•  
  •  
 

Authors

Abstract

We are a discussion network funded in our founding year as a Collaborative Project of the American Academy of Religion. “The Postmodern Jewish Philosophy Bitnetwork” represents the first stage of a BITNET journal of Postmodern Judaism, philosophically considered: referring both to the plurality of contemporary Jewish religious expressions, philosophically considered and to the plurality of postmodern methods of Jewish philosophy and philosophical theology. In the history of Judaism, the two principle paradigms of philosophic inquiry have been the Jewish Aristotelianism and neo-Platonism of the Arabic speaking Jewish philosophers of medieval Spain, and the Jewish Kantianism of the largely German speaking Jewish philosophers of 19th-20th century Europe. For now, we are using the term “postmodern” very loosely to refer to what may be a third paradigm of Jewish philosophic inquiry, emerging from out of Kantian and Aristotelian roots. As we use it, the term may refer to any of a variety of hermeneutical, semiotic, process, feminist and deconstructive inquiries, all of which are adapted to and influenced by emergent forms of Scriptural and Talmudic text interpretation and all of which generate corresponding varieties of philosophical theology.
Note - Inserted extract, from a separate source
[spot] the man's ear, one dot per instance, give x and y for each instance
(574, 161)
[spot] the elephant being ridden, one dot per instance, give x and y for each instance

In its first year, the goal of the Network is to identify the variety of “postmodern” Jewish inquiries as currently practiced and to elicit generalizations about what these inquiries may share: in other words, to begin to clarify what we mean by “postmodern.” We may, in fact, discover that we mean too many things by it and that we need either to delimit our conversation further or at least to rename it. Our plan is to disseminate to our limited membership a Network issue every three months (or whenever else we want to!). For the first two or three issues, we will collect brief descriptions of articles and books already written by our members and pertinent to the work of postmodern Jewish philosophy and philosophical theology. By the second issue, we will disseminate, as well, our members’ initial thoughts about the approaches that seem to inform these descriptions: what the various subgroups of approaches may be and what they share and don’t share. By the fourth issue, we hope to reach initial conclusions about how to define our Network so that, in the second year, we might expand our membership and invite papers that belong to a single conversation, however broadly or inclusively characterized. We plan to use the annual meetings of both the AAR and the Academy of Jewish Philosophy as occasions to gather ourselves for face-to-face discussion.